Mamata's decline: It's now Ma, Mati, Mafia
Mamata Banerjee belongs to the dwindling tribe of regional politicians who look upon their profession through a partisan lens, which means that their focus is almost entirely on advancing the prospects of their parties. They
Mamata Banerjee belongs to the dwindling tribe of regional politicians who look upon their profession through a partisan lens, which means that their focus is almost entirely on advancing the prospects of their parties. They have neither the ability nor the inclination to do anything for their states.

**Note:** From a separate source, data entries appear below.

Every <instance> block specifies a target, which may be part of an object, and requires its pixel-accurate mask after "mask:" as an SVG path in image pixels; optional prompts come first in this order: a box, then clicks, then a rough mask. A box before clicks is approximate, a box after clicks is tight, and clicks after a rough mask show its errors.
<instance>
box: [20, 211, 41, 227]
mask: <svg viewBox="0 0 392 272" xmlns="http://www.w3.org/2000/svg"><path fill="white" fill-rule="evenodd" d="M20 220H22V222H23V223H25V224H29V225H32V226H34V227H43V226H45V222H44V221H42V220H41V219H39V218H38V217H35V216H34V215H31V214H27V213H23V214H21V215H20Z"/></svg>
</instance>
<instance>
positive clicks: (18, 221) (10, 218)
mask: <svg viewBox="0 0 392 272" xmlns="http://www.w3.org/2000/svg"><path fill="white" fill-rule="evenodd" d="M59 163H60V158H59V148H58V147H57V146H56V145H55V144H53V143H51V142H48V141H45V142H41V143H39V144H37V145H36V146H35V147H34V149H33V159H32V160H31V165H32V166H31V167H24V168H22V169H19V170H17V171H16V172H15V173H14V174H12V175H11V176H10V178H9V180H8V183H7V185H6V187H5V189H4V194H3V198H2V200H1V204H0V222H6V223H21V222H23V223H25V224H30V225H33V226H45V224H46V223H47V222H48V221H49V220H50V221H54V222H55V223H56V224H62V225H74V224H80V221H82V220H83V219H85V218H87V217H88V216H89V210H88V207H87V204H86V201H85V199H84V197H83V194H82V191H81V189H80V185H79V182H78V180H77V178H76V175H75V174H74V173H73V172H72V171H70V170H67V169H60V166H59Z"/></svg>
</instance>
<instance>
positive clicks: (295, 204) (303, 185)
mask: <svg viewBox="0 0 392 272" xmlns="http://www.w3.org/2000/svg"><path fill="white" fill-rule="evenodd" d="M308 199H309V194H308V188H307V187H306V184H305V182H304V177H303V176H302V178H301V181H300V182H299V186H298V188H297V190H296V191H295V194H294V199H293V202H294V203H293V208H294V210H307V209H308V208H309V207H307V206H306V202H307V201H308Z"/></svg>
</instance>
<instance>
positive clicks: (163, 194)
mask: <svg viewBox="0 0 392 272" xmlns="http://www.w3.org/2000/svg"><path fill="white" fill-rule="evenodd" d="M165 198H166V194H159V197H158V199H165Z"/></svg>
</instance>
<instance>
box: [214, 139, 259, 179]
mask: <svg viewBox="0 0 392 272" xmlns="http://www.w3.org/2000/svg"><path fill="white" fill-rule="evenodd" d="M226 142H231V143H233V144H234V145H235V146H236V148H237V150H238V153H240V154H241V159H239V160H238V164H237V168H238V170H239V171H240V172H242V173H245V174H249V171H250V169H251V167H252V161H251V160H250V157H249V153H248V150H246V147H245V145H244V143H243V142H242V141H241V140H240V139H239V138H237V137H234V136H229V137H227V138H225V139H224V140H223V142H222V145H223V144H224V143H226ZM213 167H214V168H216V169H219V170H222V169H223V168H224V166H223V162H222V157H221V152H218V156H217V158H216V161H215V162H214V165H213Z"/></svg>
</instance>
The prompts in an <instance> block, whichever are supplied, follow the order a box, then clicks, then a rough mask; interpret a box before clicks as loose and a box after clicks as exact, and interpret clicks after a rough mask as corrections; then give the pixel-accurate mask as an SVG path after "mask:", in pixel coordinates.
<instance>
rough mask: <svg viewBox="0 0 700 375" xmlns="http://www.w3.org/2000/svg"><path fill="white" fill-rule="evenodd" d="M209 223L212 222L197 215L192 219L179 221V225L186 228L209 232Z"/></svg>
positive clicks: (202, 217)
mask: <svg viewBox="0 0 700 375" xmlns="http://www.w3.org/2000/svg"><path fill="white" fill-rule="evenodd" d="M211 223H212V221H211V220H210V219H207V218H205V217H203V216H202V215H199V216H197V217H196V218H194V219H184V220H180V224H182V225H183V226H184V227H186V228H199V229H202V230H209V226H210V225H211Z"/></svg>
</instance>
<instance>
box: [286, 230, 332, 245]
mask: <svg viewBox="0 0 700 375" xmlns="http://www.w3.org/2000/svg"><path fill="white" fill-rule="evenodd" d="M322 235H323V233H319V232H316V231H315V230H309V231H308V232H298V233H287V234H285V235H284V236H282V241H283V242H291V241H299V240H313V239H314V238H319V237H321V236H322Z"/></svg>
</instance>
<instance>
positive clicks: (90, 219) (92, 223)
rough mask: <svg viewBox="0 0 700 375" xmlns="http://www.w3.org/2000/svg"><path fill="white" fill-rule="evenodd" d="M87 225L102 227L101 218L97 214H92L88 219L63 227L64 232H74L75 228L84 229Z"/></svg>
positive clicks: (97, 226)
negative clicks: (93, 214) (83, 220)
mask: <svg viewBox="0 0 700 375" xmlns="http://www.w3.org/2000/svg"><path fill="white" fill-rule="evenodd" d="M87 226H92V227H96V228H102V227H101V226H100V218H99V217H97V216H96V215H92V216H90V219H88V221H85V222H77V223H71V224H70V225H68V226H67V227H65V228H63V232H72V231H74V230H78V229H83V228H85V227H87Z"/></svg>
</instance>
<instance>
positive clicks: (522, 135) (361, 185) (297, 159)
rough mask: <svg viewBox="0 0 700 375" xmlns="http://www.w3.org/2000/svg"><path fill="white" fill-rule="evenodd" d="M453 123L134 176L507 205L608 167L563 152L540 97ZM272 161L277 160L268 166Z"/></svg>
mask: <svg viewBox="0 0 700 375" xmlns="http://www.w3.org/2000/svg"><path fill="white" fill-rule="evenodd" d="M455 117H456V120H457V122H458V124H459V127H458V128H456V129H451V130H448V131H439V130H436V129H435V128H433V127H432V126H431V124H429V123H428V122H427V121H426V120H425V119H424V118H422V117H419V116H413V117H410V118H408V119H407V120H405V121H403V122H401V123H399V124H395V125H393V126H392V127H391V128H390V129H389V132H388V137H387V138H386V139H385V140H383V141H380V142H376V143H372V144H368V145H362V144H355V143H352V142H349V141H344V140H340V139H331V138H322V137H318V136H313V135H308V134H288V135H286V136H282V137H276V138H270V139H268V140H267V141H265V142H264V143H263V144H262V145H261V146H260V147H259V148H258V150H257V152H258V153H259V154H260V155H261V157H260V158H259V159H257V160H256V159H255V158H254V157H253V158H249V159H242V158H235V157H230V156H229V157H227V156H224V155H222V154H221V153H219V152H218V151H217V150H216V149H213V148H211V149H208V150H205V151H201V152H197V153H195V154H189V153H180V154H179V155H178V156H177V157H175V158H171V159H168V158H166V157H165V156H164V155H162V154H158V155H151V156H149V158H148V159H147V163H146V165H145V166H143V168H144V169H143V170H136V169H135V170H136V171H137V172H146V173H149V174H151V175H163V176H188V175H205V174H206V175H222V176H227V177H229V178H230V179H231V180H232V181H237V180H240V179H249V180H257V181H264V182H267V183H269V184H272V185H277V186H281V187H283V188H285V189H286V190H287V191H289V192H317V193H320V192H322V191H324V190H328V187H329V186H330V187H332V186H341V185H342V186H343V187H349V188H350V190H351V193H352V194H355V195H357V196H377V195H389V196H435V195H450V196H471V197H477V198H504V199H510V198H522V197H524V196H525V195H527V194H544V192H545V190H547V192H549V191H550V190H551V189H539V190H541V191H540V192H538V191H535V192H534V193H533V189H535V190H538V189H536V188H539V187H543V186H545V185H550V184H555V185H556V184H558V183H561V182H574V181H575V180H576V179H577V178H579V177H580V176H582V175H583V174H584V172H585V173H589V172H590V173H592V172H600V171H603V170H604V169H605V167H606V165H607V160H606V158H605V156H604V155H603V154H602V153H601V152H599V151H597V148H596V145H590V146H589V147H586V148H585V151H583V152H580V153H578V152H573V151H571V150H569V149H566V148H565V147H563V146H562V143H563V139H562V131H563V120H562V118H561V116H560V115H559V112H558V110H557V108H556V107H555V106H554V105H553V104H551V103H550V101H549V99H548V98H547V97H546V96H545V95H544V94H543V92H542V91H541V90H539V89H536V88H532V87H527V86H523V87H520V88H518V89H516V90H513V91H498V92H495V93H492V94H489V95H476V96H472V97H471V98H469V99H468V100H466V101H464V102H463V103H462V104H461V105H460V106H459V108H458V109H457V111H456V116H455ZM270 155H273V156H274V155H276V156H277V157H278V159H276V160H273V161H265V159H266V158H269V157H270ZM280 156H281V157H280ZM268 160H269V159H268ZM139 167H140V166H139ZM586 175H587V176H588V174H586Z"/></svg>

Some are also fixated on augmenting their own bank balances. Fortunately, the West Bengal chief minister is not one of them. But she is with the others in the matter of having little idea of purposeful governance and economic progress.
In this respect, she isn't very different from the likes of, say, Lalu Prasad or Mulayam Singh Yadav of the Hindi heartland who believe that their being in power is enough to satisfy those belonging to their caste, in this case the Yadavs, along with others in the intermediate castes, and that their followers do not care if there are no roads or electricity.
In Mamata's case, it isn't caste which propelled her to the top of the popularity charts around 2010-11, but the promise of change or 'poriborton' from the three-decade-old Left rule. The change was to be not only from economic stagnation, caused by the flight of capital because of militant trade union tactics and frequent strikes, but also from the high-handedness of the Communist cadres who ruled the roost in virtually every locality.
It was Mamata's courageous stance against these political goons, exemplified during the agitations in Singur and Nandigram against the acquisition of land, which laid the foundation of her electoral triumph in 2011. The slogan behind her victory was “Ma-Mati-Manush”, which underlined her proximity to ordinary people and the pursuit of a compassionate version of politics unlike the hauteur and aggression of the Marxists.
However, the 'poriborton' which she promised has turned out to be for the worse. The reasons are, first, her inability to make the transition from being a rabble-rouser to an administrator. Almost all her acts have been motivated by a desire to grab the headlines - from walking out of the Manmohan Singh government on the issue of foreign investment in the retail sector to opposing Pranab Mukherjee's candidature for the president's post.
Secondly, her decision to oust the Tatas from Singur, where the first Nano factory was to be built, has meant that she has burnt her boats so far as the industrial community is concerned. As a result, all her attempts to woo the Ambanis in Mumbai or overseas investors in Singapore have come to naught.
Where her predecessor in the chief minister's chair, Buddhadev Bhattacharjee, realized in the twilight of his tenure the folly of the Marxists in driving out the industrialists, Mamata began her stint by making the same mistake in Singur and is now paying the price for it.
But economic stagnation is not her only Achilles heel. Under her, the cadres of the ruling Trinamool Congress have begun to emulate the Marxist goons of the earlier years in full measure - terrorizing ordinary people and members of rival parties and extorting money from builders and entrepreneurs. Hence, the coinage of the term, Ma-Mati-Mafia, by the chief minister's critics.
To make matters worse, Mamata's own conduct has exposed her to a great deal of flak, especially her cynical reaction to incidents of rape, such as the one on Park Street in 2012 which she described as 'sajano ghatona' or a concocted incident, and her intolerance which led to the arrest of a professor who had made fun of her in a cartoon on the internet.
Not surprisingly, a high court judge has wanted to know why the professor was arrested in such a hurry while Tapas Paul, an MP who called upon his listeners in a public rally to rape and kill Leftist women, has gone scot-free so far.
The perceptible fall in Mamata's popularity has led to an understandable rise in the BJP's prospects although the saffron party had never been a major player in West Bengal till now. For instance, in the 2009 parliamentary polls, it secured six percent of the votes and four percent in the 2011 assembly elections. Now, there has been a jump in its vote share to 16.8 percent, which can only be explained by the fact that the voters are now turning to the only alternative before them in view of their disillusionment with both the Marxists and Trinamool.
Their disappointment is now turning to anger as the Central Bureau of Investigation (CBI) is closing in on the bigwigs in Trinamool for their suspected complicity in the Sarada chit fund scam. The extent of Mamata's nervousness over this development is evident from the protests which her party organised against the CBI in Kolkata and her threat to set the cadres on the media which, she thinks, is ruining her image.
Not since B.C. Roy's death in 1962 has the state had a leader capable of restoring its primacy of place in the country's industrial and cultural fields as before. The slide which began under the Communists has continued with the conditions seemingly reaching their lowest point under Mamata. Rarely has a state experienced such a prolonged period of bad luck.